Lobster Shrimp and Andouille Chowder

2 live marine lobsters, about 1 1/4 pound each
1 lb andouille sausage diced
1/2 cup unsalted butter
2 cups of chopped leeks
1 1/2 cups of chopped celery
3 cups of chopped mixed bell peppers
1/2 cup green onions
1/2lb rock shrimp raw
2 teaspoons of chopped garlic
2 teaspoons of kosher salt
1 teaspoon fresh ground black pepper
1 tablespoon Creole seasoning
1 cup of all purpose flour
1/3 cup of brandy
2 quarts of seafood stock
1 pound of Idaho potatoes peeled and diced
1 2/3 cups heavy cream
Reserved Lobster meat
1/3 Cup of assorted herbs 

Have your lobster precooked and cleaned and discarded from the shell,  In a large pot, sauté sausage until lightly browned.

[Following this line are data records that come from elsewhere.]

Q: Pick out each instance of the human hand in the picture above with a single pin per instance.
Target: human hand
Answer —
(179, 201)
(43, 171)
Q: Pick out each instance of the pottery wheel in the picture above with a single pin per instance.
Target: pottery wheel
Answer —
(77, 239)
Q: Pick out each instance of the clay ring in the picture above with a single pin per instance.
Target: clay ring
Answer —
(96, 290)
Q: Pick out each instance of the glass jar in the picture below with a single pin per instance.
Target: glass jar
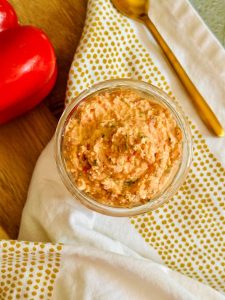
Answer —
(168, 191)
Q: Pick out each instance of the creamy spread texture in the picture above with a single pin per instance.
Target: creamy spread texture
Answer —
(121, 147)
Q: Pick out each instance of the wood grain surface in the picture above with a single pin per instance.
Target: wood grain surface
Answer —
(22, 140)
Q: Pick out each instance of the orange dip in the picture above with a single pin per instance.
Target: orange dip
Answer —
(122, 147)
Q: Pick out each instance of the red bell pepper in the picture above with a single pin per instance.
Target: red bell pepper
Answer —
(8, 17)
(27, 67)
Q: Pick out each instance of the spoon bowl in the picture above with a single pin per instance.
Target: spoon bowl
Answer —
(138, 10)
(135, 9)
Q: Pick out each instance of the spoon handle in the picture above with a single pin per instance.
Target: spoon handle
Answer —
(205, 112)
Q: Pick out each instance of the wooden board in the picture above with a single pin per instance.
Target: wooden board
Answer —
(22, 140)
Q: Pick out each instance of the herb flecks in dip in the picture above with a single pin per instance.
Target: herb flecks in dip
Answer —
(121, 147)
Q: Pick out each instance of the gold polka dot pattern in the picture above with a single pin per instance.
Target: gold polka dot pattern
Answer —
(28, 270)
(189, 231)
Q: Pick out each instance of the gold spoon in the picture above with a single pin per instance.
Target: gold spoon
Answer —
(138, 10)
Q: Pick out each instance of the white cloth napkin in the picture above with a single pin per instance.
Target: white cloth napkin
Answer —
(123, 258)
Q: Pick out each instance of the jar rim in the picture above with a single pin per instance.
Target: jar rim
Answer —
(173, 185)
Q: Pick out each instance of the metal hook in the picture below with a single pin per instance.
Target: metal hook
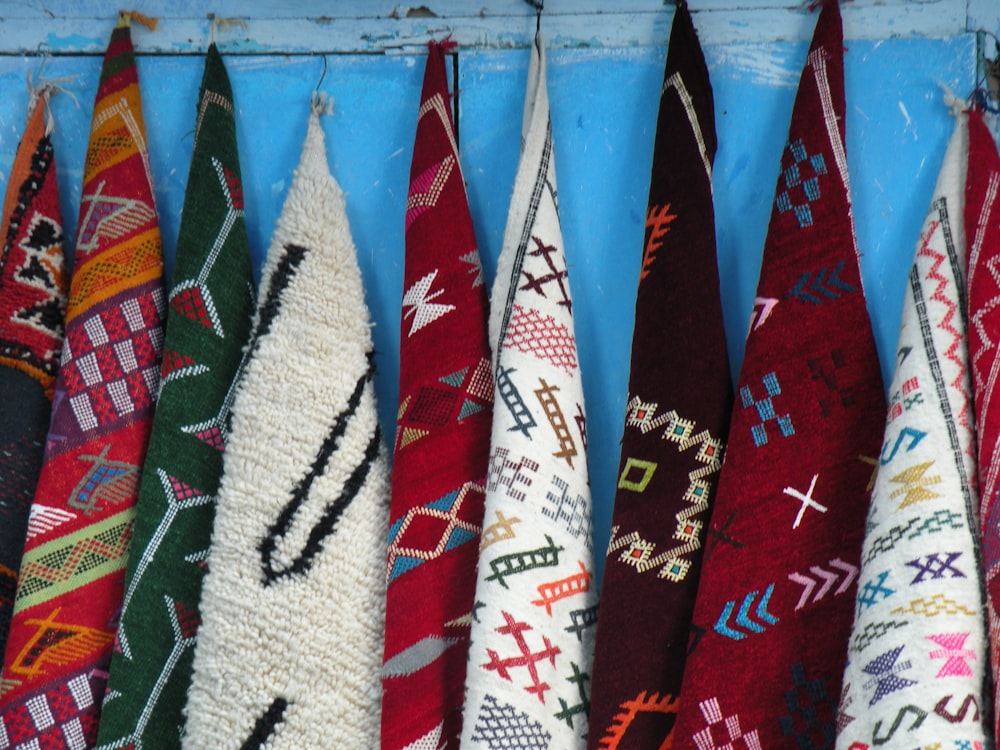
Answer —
(987, 73)
(322, 75)
(539, 6)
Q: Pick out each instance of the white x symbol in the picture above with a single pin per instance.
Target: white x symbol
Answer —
(807, 501)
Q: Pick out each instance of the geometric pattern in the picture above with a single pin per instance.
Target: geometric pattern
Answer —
(110, 217)
(467, 391)
(210, 308)
(56, 717)
(722, 729)
(440, 520)
(70, 561)
(33, 276)
(885, 670)
(104, 396)
(100, 360)
(542, 336)
(765, 410)
(111, 481)
(528, 632)
(442, 440)
(418, 299)
(192, 297)
(503, 727)
(425, 190)
(800, 191)
(805, 700)
(643, 703)
(954, 653)
(525, 657)
(56, 644)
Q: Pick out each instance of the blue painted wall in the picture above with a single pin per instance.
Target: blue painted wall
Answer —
(603, 108)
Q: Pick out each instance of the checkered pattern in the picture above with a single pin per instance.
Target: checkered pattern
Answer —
(543, 336)
(103, 379)
(54, 718)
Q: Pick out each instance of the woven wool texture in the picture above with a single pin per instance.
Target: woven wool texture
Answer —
(210, 309)
(982, 232)
(675, 423)
(293, 605)
(918, 647)
(442, 441)
(774, 606)
(536, 605)
(33, 283)
(73, 568)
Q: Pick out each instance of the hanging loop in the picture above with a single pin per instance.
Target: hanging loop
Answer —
(539, 6)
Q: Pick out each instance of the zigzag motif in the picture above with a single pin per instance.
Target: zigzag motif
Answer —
(178, 496)
(74, 560)
(56, 643)
(991, 266)
(939, 295)
(688, 532)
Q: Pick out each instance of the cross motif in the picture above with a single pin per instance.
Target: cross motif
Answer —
(885, 670)
(806, 500)
(935, 567)
(526, 658)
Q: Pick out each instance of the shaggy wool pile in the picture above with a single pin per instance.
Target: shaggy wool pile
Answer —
(293, 605)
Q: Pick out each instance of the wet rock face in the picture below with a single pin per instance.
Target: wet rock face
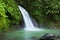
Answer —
(47, 37)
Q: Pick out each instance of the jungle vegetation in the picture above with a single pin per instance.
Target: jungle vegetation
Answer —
(43, 11)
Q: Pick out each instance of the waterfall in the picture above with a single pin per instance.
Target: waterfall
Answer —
(27, 20)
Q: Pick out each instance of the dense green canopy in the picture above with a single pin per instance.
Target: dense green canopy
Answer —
(44, 11)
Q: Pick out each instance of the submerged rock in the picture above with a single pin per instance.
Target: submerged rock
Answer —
(47, 37)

Add butter, leeks, celery, bell peppers, and 1/4 cup green onions, and cook stirring until soft.   Add the tomatoes, shrimp garlic, salt and pepper and Creole seasoning, and cook stirring for about 5 minutes.   Add the all purpose flour and cook, stirring constantly, until the flour smells slightly toasted, but does not brown, about 3 minutes.  Add the brandy and cook, stirring for about 2 minutes.   Add the stock and stir well to incorporate.  Bring the mix to a boil and stir occasionally for about 30 minutes.  Add the potatoes, stir well and simmer until tender, about 15 minutes.  Add the cream, Lobster remaining 1/4 cup of green onions, and the assorted herbs, and cook, stirring for about 5 minutes.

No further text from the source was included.